五Netty源码分析--4Bootstrap.connect
五Netty源码分析--4Bootstrap.connect
client端与server端bootstrap配置和启动流程大致相同,server端需要bind端口并监听,来对外提供连接服务;而client端,执行b.connect连接server端。
4.1 Bootstrap.connect()方法
Bootstrap
public ChannelFuture connect(SocketAddress remoteAddress) {
ObjectUtil.checkNotNull(remoteAddress, "remoteAddress");
validate();
return doResolveAndConnect(remoteAddress, config.localAddress());
}
private ChannelFuture doResolveAndConnect(final SocketAddress remoteAddress, final SocketAddress localAddress) {
//TAG1 initAndRegister 异步方法,创建、初始化并注册client端channel
final ChannelFuture regFuture = initAndRegister();
final Channel channel = regFuture.channel();
//判断异步执行结果
if (regFuture.isDone()) {
if (!regFuture.isSuccess()) {
return regFuture;
}
return doResolveAndConnect0(channel, remoteAddress, localAddress, channel.newPromise());
}
//channelFuture.addListener的异步监听,在channel创建、初始化、注册完成后operationComplete,继续执行对server端连接
else {
// Registration future is almost always fulfilled already, but just in case it's not.

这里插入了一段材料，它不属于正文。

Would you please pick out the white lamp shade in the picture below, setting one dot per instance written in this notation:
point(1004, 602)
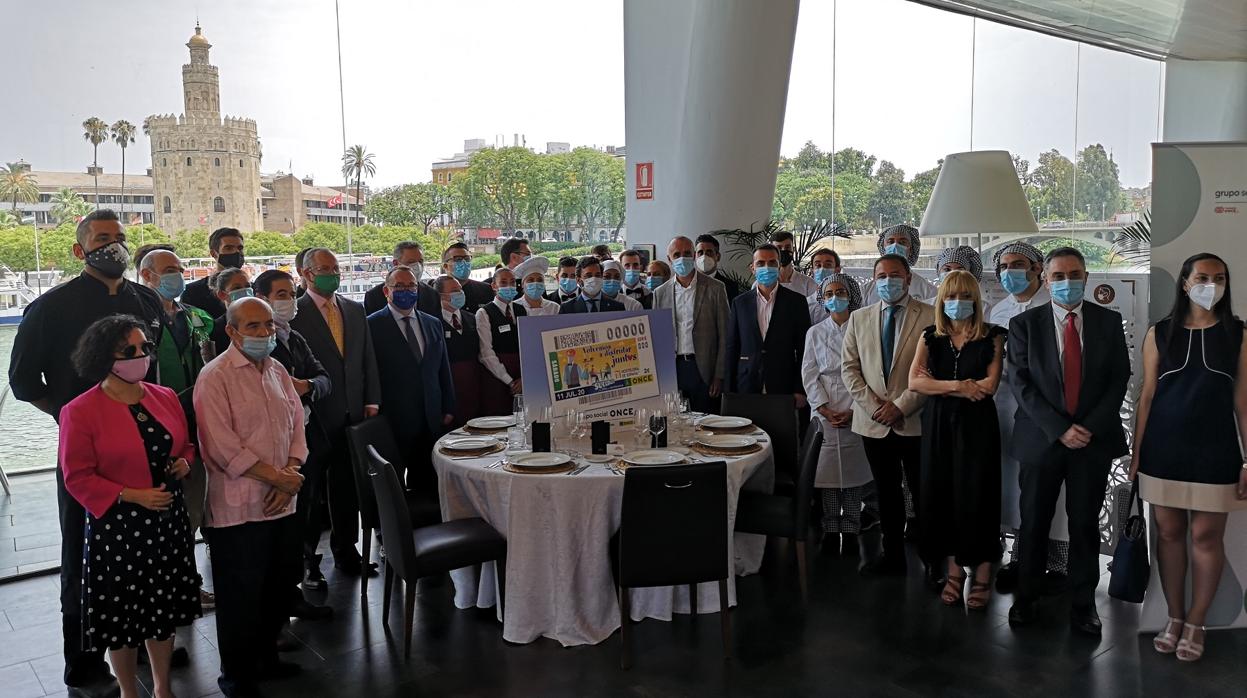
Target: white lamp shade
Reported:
point(978, 192)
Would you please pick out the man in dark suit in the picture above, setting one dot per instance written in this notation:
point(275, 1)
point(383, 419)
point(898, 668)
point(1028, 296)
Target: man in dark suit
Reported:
point(409, 254)
point(225, 246)
point(589, 272)
point(1068, 369)
point(337, 332)
point(417, 390)
point(767, 333)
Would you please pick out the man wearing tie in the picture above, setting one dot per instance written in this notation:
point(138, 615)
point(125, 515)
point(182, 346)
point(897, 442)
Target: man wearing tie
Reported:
point(1068, 368)
point(417, 389)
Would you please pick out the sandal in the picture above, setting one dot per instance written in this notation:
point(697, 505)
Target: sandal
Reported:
point(1189, 650)
point(1166, 642)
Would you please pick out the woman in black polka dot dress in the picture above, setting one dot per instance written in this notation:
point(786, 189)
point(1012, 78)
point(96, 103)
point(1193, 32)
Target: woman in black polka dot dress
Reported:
point(124, 451)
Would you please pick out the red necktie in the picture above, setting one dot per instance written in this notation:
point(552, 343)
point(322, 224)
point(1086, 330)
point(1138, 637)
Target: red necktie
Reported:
point(1073, 364)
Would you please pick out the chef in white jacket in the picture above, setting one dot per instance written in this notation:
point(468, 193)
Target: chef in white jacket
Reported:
point(843, 473)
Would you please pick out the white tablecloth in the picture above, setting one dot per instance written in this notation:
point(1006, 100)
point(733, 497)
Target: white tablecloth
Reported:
point(558, 565)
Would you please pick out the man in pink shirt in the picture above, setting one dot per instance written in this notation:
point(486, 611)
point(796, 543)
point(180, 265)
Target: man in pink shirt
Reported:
point(252, 441)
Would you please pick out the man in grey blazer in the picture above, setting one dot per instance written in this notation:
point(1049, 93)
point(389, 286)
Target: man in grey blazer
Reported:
point(338, 334)
point(698, 309)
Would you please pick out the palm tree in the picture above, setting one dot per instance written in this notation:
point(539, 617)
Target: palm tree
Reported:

final PendingRegistrationPromise promise = new PendingRegistrationPromise(channel);
regFuture.addListener(new ChannelFutureListener() {
@Override
public void operationComplete(ChannelFuture future) throws Exception {
// Directly obtain the cause and do a null check so we only need one volatile read in case of a
// failure.
Throwable cause = future.cause();
if (cause != null) {
// Registration on the EventLoop failed so fail the ChannelPromise directly to not cause an
// IllegalStateException once we try to access the EventLoop of the Channel.

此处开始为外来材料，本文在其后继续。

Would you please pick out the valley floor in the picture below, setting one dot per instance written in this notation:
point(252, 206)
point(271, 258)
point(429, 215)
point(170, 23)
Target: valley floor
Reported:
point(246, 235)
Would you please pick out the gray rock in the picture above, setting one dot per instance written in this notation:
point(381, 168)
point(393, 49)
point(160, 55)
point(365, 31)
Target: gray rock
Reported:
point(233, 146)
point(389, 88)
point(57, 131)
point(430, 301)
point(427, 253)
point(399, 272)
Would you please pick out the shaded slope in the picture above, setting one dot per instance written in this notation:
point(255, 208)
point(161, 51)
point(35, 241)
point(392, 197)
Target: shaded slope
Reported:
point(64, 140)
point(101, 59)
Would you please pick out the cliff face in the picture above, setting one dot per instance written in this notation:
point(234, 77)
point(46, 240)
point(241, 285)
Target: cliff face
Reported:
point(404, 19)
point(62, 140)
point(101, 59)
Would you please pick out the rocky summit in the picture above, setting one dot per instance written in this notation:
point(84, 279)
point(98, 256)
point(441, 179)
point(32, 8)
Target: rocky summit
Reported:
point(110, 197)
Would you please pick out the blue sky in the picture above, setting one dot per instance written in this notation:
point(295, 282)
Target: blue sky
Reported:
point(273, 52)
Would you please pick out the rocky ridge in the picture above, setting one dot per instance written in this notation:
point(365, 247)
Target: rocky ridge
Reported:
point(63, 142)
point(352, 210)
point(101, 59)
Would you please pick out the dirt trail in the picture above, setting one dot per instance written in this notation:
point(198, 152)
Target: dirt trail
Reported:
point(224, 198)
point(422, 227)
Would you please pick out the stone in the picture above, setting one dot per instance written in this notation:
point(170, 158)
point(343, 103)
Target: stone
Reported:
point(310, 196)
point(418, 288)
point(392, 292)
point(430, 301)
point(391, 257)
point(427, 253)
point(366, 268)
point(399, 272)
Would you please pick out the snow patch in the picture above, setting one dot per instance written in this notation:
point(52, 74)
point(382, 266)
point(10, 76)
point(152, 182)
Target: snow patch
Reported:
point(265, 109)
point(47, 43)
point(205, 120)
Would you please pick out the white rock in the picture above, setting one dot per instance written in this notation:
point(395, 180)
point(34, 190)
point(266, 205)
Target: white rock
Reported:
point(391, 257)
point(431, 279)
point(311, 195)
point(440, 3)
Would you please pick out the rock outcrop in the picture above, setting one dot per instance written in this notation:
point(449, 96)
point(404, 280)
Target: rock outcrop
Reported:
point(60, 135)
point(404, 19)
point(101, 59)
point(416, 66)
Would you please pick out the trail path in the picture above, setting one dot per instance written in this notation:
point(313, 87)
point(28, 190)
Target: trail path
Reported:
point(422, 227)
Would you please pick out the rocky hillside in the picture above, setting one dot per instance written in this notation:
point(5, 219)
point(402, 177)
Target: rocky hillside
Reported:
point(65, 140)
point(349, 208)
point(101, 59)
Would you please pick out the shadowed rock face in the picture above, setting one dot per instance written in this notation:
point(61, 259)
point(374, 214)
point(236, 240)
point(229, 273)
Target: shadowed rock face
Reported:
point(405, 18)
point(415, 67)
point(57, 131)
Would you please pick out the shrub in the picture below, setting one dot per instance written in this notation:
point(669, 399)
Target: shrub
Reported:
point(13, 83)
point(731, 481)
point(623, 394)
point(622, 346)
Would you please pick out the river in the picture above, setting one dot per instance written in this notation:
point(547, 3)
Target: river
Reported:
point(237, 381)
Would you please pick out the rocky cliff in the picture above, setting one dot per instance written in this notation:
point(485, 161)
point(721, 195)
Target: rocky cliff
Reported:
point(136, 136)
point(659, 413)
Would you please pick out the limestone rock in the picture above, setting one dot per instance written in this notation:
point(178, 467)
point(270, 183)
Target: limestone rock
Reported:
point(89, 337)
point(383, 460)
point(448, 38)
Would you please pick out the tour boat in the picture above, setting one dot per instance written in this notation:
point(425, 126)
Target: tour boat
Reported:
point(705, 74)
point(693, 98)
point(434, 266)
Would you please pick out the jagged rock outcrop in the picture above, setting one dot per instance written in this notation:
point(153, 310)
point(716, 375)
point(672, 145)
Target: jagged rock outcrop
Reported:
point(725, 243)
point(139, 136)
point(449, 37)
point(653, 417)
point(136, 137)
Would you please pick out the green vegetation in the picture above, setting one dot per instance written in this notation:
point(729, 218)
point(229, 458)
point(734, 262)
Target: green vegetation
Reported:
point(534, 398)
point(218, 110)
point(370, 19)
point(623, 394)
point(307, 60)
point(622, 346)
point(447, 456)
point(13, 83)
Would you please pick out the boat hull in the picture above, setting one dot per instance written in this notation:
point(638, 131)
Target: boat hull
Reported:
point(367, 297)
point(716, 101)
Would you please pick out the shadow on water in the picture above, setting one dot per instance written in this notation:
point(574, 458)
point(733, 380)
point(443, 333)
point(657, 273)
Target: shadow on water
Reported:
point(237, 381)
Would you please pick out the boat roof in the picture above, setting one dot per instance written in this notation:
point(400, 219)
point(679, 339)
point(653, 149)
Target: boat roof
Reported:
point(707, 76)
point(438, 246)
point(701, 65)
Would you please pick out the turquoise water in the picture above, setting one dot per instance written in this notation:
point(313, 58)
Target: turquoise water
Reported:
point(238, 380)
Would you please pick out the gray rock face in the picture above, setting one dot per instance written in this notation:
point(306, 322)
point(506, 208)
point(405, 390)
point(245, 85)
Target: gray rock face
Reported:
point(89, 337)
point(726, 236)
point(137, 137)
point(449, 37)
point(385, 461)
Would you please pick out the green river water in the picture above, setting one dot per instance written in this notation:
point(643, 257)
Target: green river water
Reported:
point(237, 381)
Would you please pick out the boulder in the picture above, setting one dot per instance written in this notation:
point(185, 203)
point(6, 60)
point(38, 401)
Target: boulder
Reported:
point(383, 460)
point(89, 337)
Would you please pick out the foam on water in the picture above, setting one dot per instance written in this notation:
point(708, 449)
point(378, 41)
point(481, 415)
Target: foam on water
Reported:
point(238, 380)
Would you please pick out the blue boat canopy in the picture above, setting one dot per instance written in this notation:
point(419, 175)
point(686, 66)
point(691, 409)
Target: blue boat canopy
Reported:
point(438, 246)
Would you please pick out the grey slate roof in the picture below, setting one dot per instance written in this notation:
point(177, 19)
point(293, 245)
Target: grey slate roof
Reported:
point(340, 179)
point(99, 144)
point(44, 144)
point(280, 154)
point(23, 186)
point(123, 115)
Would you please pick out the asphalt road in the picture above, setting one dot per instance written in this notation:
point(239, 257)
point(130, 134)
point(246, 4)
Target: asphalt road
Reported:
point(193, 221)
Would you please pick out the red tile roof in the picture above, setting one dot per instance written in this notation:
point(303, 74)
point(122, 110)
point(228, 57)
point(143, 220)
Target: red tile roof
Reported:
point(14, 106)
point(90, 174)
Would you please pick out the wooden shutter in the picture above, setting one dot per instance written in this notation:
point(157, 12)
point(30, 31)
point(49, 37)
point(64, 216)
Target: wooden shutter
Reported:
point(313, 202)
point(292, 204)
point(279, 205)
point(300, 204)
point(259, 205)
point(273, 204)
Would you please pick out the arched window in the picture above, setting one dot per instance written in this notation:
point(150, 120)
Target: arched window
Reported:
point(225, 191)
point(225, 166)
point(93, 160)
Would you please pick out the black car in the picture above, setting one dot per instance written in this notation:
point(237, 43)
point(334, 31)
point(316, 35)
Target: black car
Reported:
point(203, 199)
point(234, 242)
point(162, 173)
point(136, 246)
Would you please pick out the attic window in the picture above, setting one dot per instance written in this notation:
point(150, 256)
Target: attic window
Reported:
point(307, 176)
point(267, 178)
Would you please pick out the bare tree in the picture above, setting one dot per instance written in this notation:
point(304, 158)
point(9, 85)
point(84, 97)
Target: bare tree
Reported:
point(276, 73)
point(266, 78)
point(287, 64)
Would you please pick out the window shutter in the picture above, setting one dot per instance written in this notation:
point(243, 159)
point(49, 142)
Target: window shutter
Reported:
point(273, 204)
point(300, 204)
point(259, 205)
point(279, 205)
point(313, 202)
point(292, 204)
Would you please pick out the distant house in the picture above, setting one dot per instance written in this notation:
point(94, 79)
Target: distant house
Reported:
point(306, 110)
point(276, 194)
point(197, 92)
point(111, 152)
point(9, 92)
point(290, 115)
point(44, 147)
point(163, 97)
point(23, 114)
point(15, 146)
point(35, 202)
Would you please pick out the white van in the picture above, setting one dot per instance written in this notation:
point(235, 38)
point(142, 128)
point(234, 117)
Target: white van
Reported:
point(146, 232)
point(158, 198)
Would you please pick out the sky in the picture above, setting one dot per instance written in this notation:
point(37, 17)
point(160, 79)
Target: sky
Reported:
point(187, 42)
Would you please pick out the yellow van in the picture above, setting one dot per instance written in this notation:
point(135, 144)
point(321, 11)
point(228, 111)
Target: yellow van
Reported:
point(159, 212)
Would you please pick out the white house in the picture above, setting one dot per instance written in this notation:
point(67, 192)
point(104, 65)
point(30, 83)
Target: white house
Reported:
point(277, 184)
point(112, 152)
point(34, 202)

promise.setFailure(cause);
} else {
// Registration was successful, so set the correct executor to use.
// See https://github.com/netty/netty/issues/2586
promise.registered();
//TAG2 doResolveAndConnect0 连接server端
doResolveAndConnect0(channel, remoteAddress, localAddress, promise);
}
}
});
return promise;
}
}
TAG1 initAndRegister
AbstractBootstrap
final ChannelFuture initAndRegister() {
Channel channel = null;
try {
//TAG1.1 hannelFactory.newChannel
channel = channelFactory.newChannel();
//TAG1.2 init(channel)
init(channel);
} catch (Throwable t) {
if (channel != null) {
// channel can be null if newChannel crashed (eg SocketException("too many open files"))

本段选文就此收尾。